Parsing

Now that we have run a lexer on our source code, it's time to assign meaning, and to further understand how elements in our program interact with each other.

This step should return what we call an AST - an abstract synax tree.

An AST is a tree-like representation of our source code, linking relevant tokens together in a way that makes sense specific to our language.

[
  { type: 'LineBreak' },
  { type: 'VariableDeclaration' },
  { type: 'Literal', value: 'hello' },
  { type: 'AssignmentOperator' },
  { type: 'String', value: 'world' },
  { type: 'LineBreak' },
  { type: 'Log' },
  { type: 'Literal', value: 'hello' },
  { type: 'LineBreak' }
]

Taking our output from our lexer example, we can infer that there's probably 2 different things going on here.

The first one being that we're creating a variable, and then assigning it a value.

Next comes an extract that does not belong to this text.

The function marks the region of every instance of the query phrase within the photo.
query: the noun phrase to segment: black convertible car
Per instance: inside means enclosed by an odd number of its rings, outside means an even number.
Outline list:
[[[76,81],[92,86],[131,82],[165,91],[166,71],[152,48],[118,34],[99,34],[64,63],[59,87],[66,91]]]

  { type: 'VariableDeclaration' },
  { type: 'Literal', value: 'hello' },
  { type: 'AssignmentOperator' },
  { type: 'String', value: 'world' },

You can see we have our VariableDeclaration, then a name of our variable, then finally the actual value we wish to assign to it.

The second action that our code seems to be taking is that we're logging a value.

  { type: 'Log' },
  { type: 'Literal', value: 'hello' },

Can you see how we can semantically recognise how these tokens should be grouped together? This is what our parser is going to.

Now, back to our AST.

Taking the above 2 actions, and giving them the necessary context they require to operate, we may end up with an AST that looks similar to this:

{
  type: 'Program',
  children: [
    {
      type: 'Assignment',
      name: 'hello',
      value: {
        type: 'String',
        value: 'world'
      }
    },
    {
      type: 'Log',
      children: [
        {
          type: 'Literal',
          value: 'hello'
        }
      ]
    }
  ]
}

We end up with 3 nodes.

  1. A root level Program node (remember, our AST is a tree, so it needs something at the very top)

And then as children of that node,

  1. An Assignment node
  2. A Log node

All 3 of these AST entries have context as well, they either have a list of children, or other relevant contextual information (like the required name, and the value for our assignment).